Only five studies [15], [17], [18], [23], [24] were judged as having a low risk of bias and applicability concerns across all categories (Supplementary Appendix D). Most studies had one or more “unclear” ratings across categories, either because information was not provided or was unclear in the publication. Eight studies that assessed PPV had a high risk of bias or applicability concerns in one or more areas [7], [14], [16], [19], [20], [22], [29], [30], but no studies of sensitivity were so affected.

PPV–all-cause dementia

For all-cause dementia, there were 27 PPV estimates in total (Fig. 2). Four studies reported the PPV for dementia coding in mortality data [6], [7], [8], [9], 10 in hospital admissions data bib10[9-13,17,18,20,24,25], six in hospital admissions and outpatient data combined [14], [15], [16], [17], [19], [21], [22], one in hospital admissions and mortality combined [23], one in outpatient data [27], two in insurance data [24], [26], and three in primary care data [28], [29], [30]. Although results varied widely, with PPVs ranging from 33%–100% across all studies, 16 of the 27 PPV estimates were >75%. Of the eight studies at high risk of bias, four reported very high PPVs [7], [20], [29], [30], and one reported a low PPV of 35% [14], raising the possibility that results at the extremes of the range of reported estimates may be partly due to bias. Visual inspection of the forest plot revealed no clear differences between data set types. The three primary care studies reported PPVs of 83%, 92%, and 100% [28], [29], [30]. There was no clear difference between studies when stratified by the method of reference standard used (Supplementary Appendix E).
Fig. 2

PPV estimates for routinely collected coded health data to identify all-cause dementia cases, stratified by type of routine data set. Study size: number of cases with ≥1 dementia codes in data set. *High risk of bias or applicability concerns in one or more areas. Abbreviations: PPV, positive predictive value; CI, confidence interval.

PPV estimates for routinely collected coded health data to identify all-cause dementia cases, stratified by type of routine data set. Study size: number of cases with ≥1 dementia codes in data set. *High risk of bias or applicability concerns in one or more areas. Abbreviations: PPV, positive predictive value; CI, confidence interval.

PPV–Alzheimer's disease and vascular dementia

There were 10 estimates of PPV for coding for AD [6], [9], [15], [16], [23], [25], [26], [31] and eight for vascular dementia [6], [9], [15], [16], [17], [23], [31] (Fig. 3). PPVs for AD (range 57%–100%) were generally higher and less variable than those for vascular dementia (range 19%–91%). Six studies provided estimates of PPV for AD and vascular dementia [6], [9], [15], [16], [23], [31]. Five of these found a higher PPV for coding of AD compared with vascular dementia.
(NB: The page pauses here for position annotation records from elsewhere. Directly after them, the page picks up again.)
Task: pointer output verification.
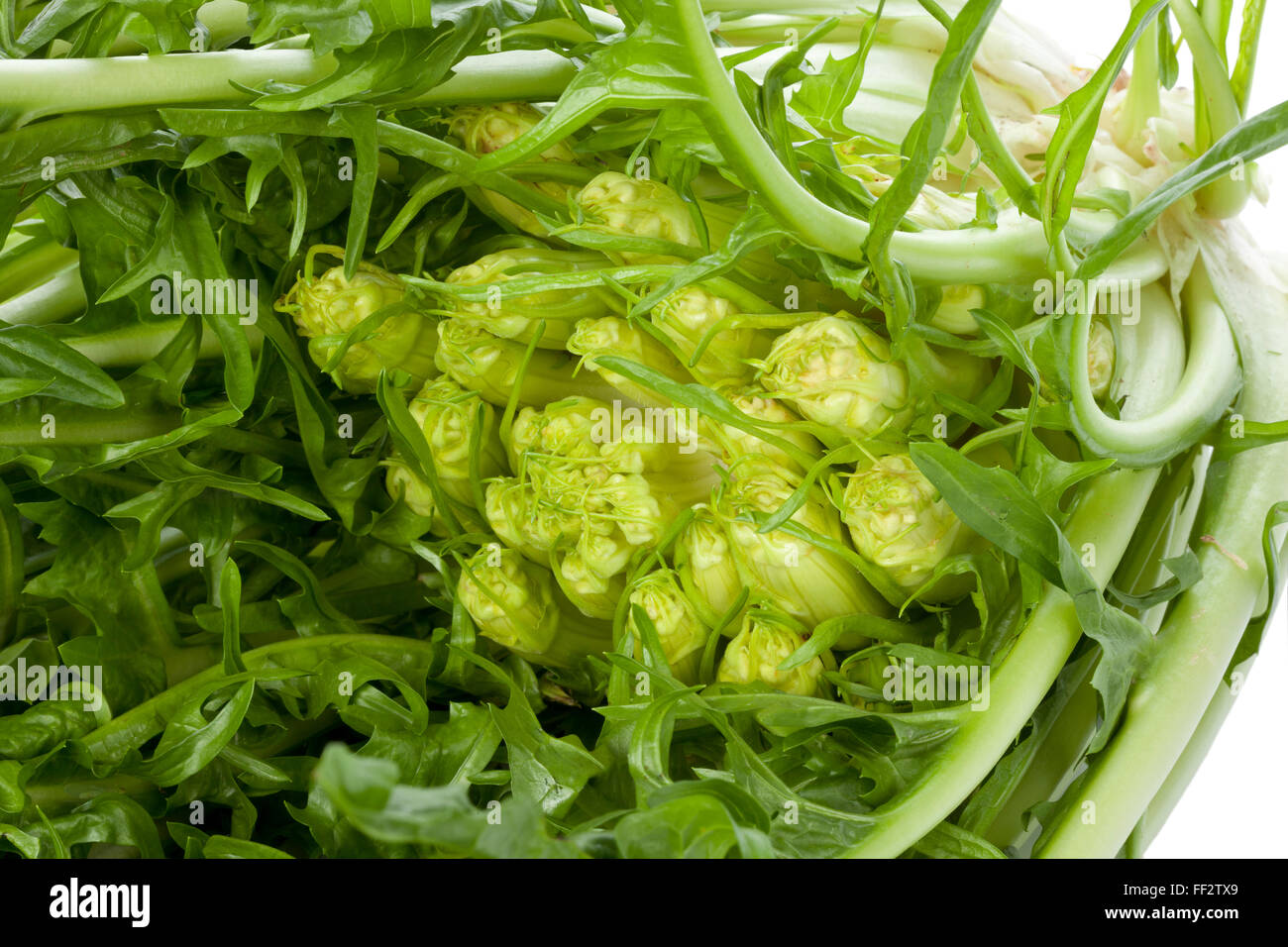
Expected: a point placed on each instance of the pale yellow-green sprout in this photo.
(763, 643)
(690, 313)
(493, 368)
(483, 129)
(610, 335)
(679, 629)
(900, 522)
(327, 308)
(707, 570)
(638, 208)
(837, 371)
(510, 315)
(515, 603)
(449, 418)
(954, 309)
(809, 582)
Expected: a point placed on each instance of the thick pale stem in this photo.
(1207, 388)
(58, 298)
(37, 88)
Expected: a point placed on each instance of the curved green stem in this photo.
(1172, 693)
(1107, 517)
(1014, 250)
(1207, 388)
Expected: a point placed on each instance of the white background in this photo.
(1234, 808)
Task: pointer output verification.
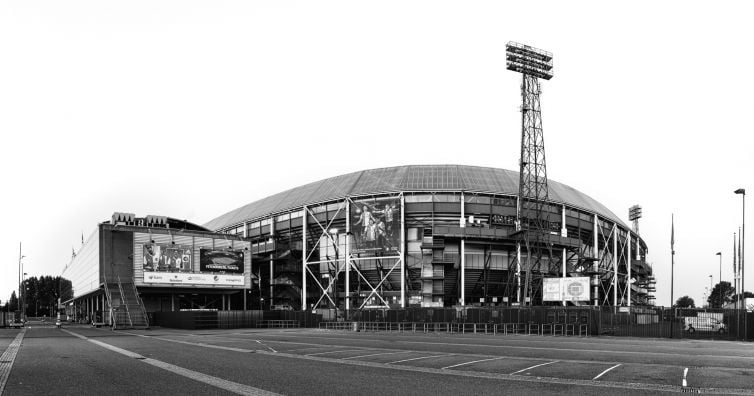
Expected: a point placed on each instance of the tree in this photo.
(41, 296)
(723, 293)
(12, 303)
(685, 302)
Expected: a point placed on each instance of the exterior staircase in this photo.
(126, 307)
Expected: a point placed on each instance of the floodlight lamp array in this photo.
(528, 60)
(634, 213)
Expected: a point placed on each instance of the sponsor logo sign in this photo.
(566, 289)
(228, 261)
(193, 279)
(158, 257)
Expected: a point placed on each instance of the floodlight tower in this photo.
(634, 214)
(532, 220)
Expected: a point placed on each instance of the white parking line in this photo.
(605, 372)
(229, 386)
(8, 357)
(538, 365)
(475, 361)
(265, 345)
(419, 358)
(375, 354)
(339, 350)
A single study of the accuracy of using codes for prescriptions of AD medications to identify AD cases reported a high PPV (97%) [25].
Fig. 3

PPV estimates for routinely collected coded health data to identify dementia subtype cases, stratified by type of routine data set. Study size: number of cases with ≥1 dementia codes in data set. *High risk of bias or applicability concerns in one or more areas. Abbreviations: AD, Alzheimer's disease; VaD, vascular dementia; PPV, positive predictive value; CI, confidence interval.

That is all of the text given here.